Dalam kesempatan tersebut, Plt. Kankemenag Ponorogo menyampaikan bahwa penyelenggaraan ajang prestasi ini sejalan dengan arah kebijakan Kementerian Agama RI dalam membangun ekosistem pendidikan madrasah yang unggul, ramah, dan terintegrasi.
Ia menegaskan bahwa melalui berbagai kegiatan kompetitif dan edukatif, madrasah memiliki ruang strategis untuk menggali, mengembangkan, dan menampilkan potensi peserta didik secara optimal.
“Pilar unggul dapat dicapai melalui proses pendidikan yang berkelanjutan, kemudian dilanjutkan dengan keikutsertaan peserta didik dalam ajang festival atau event. Dari sanalah akan terlihat potensi dan prestasi anak-anak madrasah,” ungkapnya.
Lebih lanjut disampaikan, pilar ramah tercermin dari terciptanya lingkungan madrasah yang mendukung tumbuh kembang peserta didik secara positif, aman, dan menyenangkan. Sementara itu, pilar terintegrasi diwujudkan melalui sinergi antara madrasah, Kementerian Agama, serta pemangku kepentingan lainnya.
Plt. Kankemenag Ponorogo juga mengapresiasi tingginya antusiasme peserta yang berasal dari berbagai daerah di Wiker Madiun. Menurutnya, hal tersebut menjadi indikator kuat bahwa kegiatan yang dilaksanakan MTsN 2 Ponorogo memiliki daya tarik dan dampak positif bagi dunia pendidikan madrasah.

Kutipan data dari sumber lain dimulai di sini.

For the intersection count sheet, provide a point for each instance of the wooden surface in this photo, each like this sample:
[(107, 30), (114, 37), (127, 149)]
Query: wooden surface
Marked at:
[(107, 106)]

“Ke depan, kegiatan seperti ini perlu terus dikembangkan. Saat ini pesertanya sudah lintas kabupaten di wilayah kerja Madiun, dan tidak menutup kemungkinan untuk ditingkatkan hingga skala nasional,” tambahnya.
Di akhir sambutannya, H. Thohari berharap MTsN 2 Ponorogo dapat terus berinovasi dan menjadi madrasah yang mampu melahirkan generasi unggul, berkarakter, serta berdaya saing di tingkat nasional maupun global.
Melalui dukungan Program Asta Protas Kementerian Agama RI, MTsN 2 Ponorogo diharapkan terus menjadi bagian penting dalam upaya mewujudkan madrasah maju, bermutu, dan mendunia.